From Rice’s blog:
What are the readings complicating regarding the teaching of writing? Assignment creation?
To pose an assignment as part of a Thing, or circulation, then, means you have to think of the Whole, not part.
This means you have to think of the class, not the one assignment. Our challenge now is to be seeing the class as a whole, not as scattered pieces.
Let’s start in that direction: Class goals. Context. Book. Day to day.
Particularly if you are imagining argument or critique as central to the work you will do.

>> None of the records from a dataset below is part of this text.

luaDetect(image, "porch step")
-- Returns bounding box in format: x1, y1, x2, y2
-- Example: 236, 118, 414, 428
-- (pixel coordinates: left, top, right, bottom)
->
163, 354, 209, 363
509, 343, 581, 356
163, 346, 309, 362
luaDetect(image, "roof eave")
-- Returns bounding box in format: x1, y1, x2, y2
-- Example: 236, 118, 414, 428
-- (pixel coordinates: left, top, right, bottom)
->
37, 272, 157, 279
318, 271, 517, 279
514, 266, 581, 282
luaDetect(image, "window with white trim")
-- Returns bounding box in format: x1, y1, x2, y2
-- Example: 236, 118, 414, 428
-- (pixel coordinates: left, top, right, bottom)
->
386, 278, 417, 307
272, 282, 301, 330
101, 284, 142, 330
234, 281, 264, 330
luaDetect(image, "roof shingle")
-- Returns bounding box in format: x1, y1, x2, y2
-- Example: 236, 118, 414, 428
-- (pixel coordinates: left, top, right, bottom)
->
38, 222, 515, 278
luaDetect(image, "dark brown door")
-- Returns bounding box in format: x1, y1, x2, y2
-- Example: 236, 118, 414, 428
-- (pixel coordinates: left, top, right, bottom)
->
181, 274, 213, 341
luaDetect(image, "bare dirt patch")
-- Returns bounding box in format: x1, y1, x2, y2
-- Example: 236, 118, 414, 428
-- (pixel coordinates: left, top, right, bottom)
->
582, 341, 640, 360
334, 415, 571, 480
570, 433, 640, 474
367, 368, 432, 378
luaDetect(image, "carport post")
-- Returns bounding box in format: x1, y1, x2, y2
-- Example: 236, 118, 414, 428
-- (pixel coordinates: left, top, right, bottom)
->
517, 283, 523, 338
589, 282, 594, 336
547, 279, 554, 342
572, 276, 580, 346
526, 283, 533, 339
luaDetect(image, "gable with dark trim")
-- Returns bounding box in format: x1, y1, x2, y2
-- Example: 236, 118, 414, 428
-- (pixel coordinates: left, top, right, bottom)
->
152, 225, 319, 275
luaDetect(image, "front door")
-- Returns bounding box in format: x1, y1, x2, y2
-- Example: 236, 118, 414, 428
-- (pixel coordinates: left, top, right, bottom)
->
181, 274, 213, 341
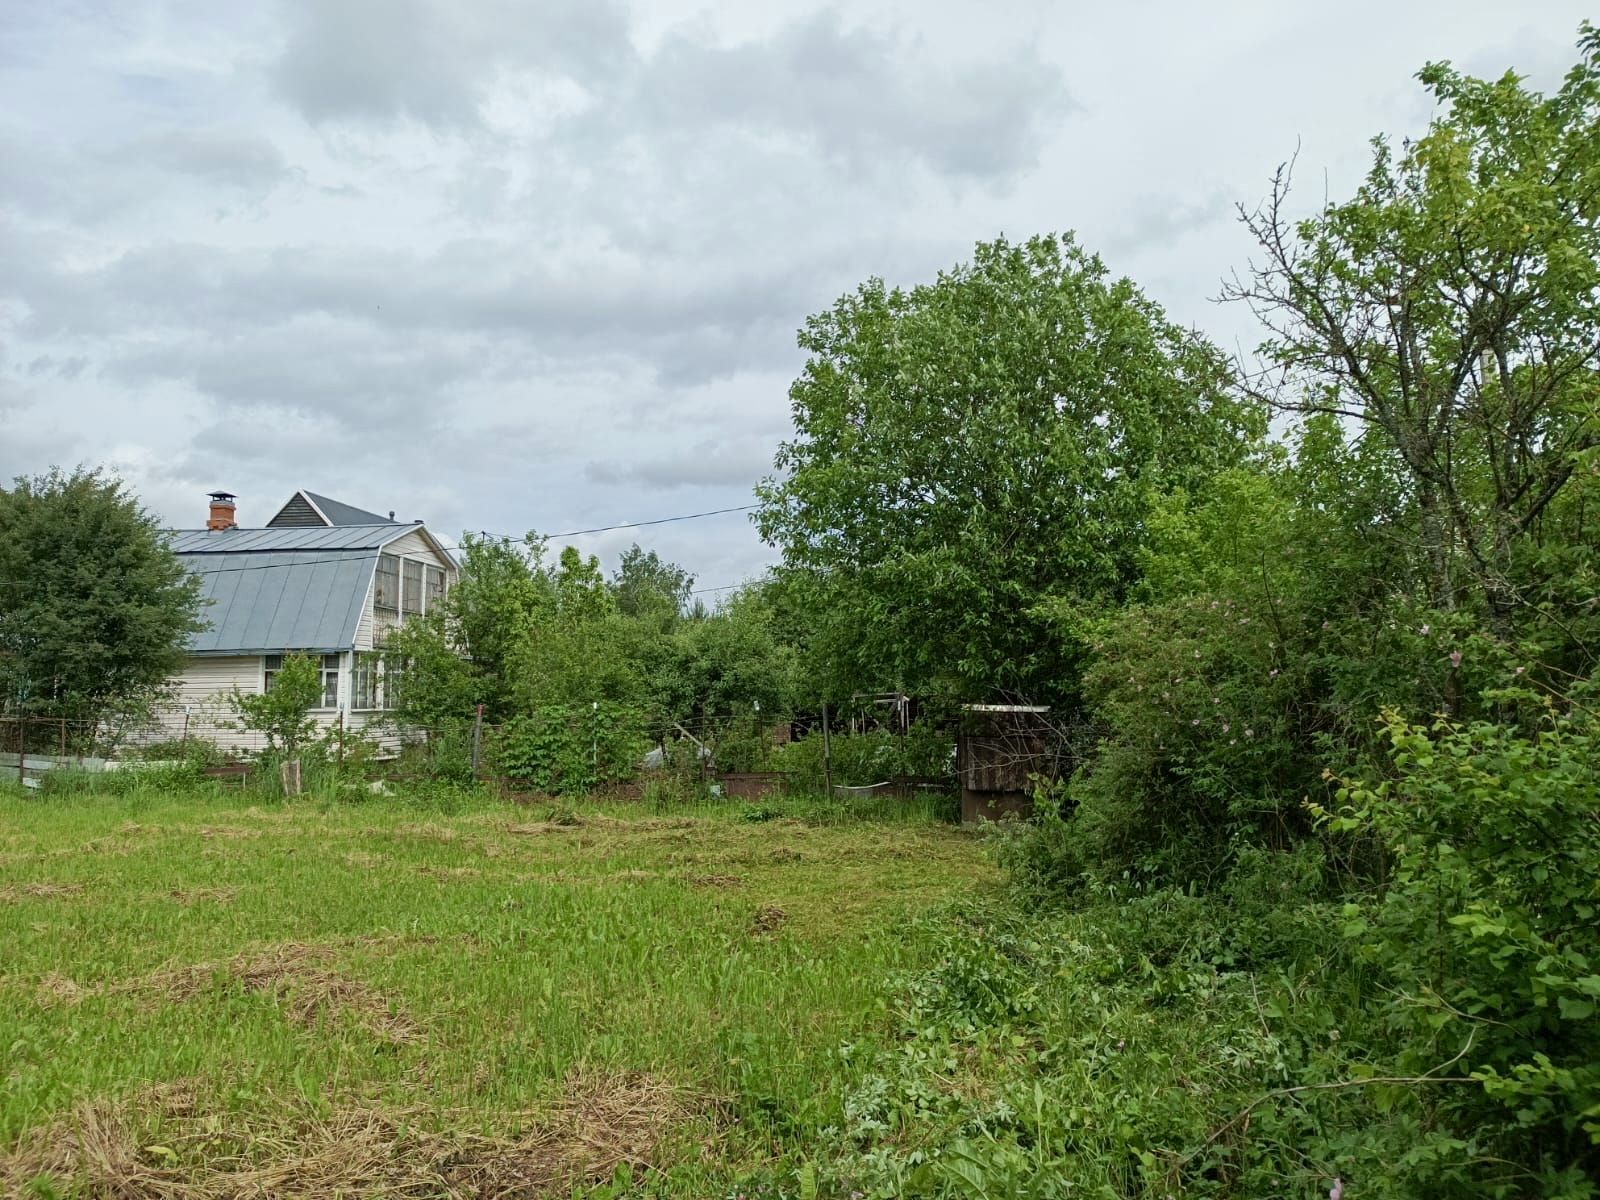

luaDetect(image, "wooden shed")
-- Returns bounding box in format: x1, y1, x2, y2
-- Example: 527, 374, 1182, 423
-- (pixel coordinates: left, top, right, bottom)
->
956, 704, 1056, 823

Rather than pro/con, controversial issue, “something of importance,” or related assignment that does not get at what this week’s readings propose, construct the assignment(s) within the larger course based on the whole. In other words, don’t teach the matter of fact assignment (Latour). Instead, can you teach to write matters of concern (Latour)?
First step: what would you read? (invention - see Walker, Corder)
Second step: what does that reading allow students to do? (rhetoric - see Vitanza, Brodkey, Davis, Ray, Barthes)
Third step: what are the larger issues, “gatherings,” gestures, moves, material conditions you want students to engage with and express?
Fourth step: how would students go about researching or exploring the issue/problem/idea/gesture (Johnson) or use the details of their research (Brooke) to remake, rethink, redo (Harris) and rethink assumptions (Skorczewski) in an inventive way (Ulmer, Bishop) where language drives the work (Vitanza, Hartwell, Williams)?
What would be gathered or assembled or added in such research (Latour)?
How might the course/assignment/writing be intertextual/inter-connected (Vitanza)?